Tetrahydrofuran solution of sodium-2-ethylhexanoate (45.90 g dissolved in 200 ml tetrahydrofuran) was added to the above filtrate at 15-20°C. The resulting slurry mass was cooled to 2°C and diluted with tetrahydrofuran (240 ml) and stirred for 1 h at 5-10°C. The product was filtered, washed with pre-cooled tetrahydrofuran (120 ml), followed by acetone (2 x 120 ml) under nitrogen atmosphere. The wet product was dried at 40-45°C under reduced pressure (<50 mm Hg) to obtain Cefovecin sodium. Yield: 86.5 g.

Chromatographic purity (By HPLC): 97.64%.

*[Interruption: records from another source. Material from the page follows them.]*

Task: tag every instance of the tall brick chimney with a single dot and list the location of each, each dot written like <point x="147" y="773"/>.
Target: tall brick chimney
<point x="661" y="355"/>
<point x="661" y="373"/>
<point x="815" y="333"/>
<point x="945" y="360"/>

PURIFICATION OF CEFOVECIN SODIUM:

In a 1L RBF, 85 g of above Cefovecin sodium (105 g) was dissolved in a mixture of acetone (95 ml) and DM water (95 ml) at 10-20°C. This was diluted with acetone (126 ml) and treated with activated carbon (9.50 g) for 30 min at 15- 20°C. Carbon was removed by filtration through Hyflo and the residue was washed with aqueous acetone (prepared by mixing 28.5 ml of DM water with 66.5 ml of acetone). To the filtrate, acetone (2060 ml) was added at 15-20°C and the resulting slurry mass was stirred at 15-20°C for 30 min. The product was filtered, washed with acetone (2 x 190 ml) under nitrogen atmosphere and dried at 40- 45°C under reduced pressure (< 20 mm Hg) to obtain Cefovecin sodium.

Yield: 85.5 g.

Chromatographic purity (By HPLC): 98.65%.